Abstract

Michael Ondaatje's The English Patient (1992) has been celebrated for its dramatic scenario tying together themes of espionage, nationalism and traumatic love during the Second World War. Seeking to extend the novel's most commonly explored topics regarding the problem of Western humanism and the characters' troubled identities, this article offers an ethical examination of it. It brings Ondaatje's novel into a dialogue with Levinas's response to the dead end of humanistic enterprise in the West, by critically drawing on the three writers' discussion of face, patience, and eros as conduits through which a removal of ontological aggrandizement of the self is envisioned. Derrida's criticism of Carl Schmitt, on the other hand, helps direct Levinas's thread of thought toward a more contextualized interrogation of the friend/enemy dualism in wartime, during which the other is separated only to be assimilated.

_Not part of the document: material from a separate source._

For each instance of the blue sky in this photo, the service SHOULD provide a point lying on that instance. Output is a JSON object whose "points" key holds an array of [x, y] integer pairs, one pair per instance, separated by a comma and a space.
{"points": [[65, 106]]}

For Ondaatje, registering his characters' affective mobility of identity in transit invites readers to contemplate the long-held self-sustaining system in the West. Delving into the approaching death faced by Almasy and Katharine, Ondaatje considers the act of mourning as a gesture marking a specific manner of bearing responsibility-a form of responsibility for others that goes beyond existentialist accounts of intersubjectivity. This consideration of the act of mourning is shared by Levinas and Derrida, relating as it does to the ways in which they regard mourning as a reflection of time in patience and as an ethical reaction to the aggressive practices of homogenization that results from the self's one-way communication with the other.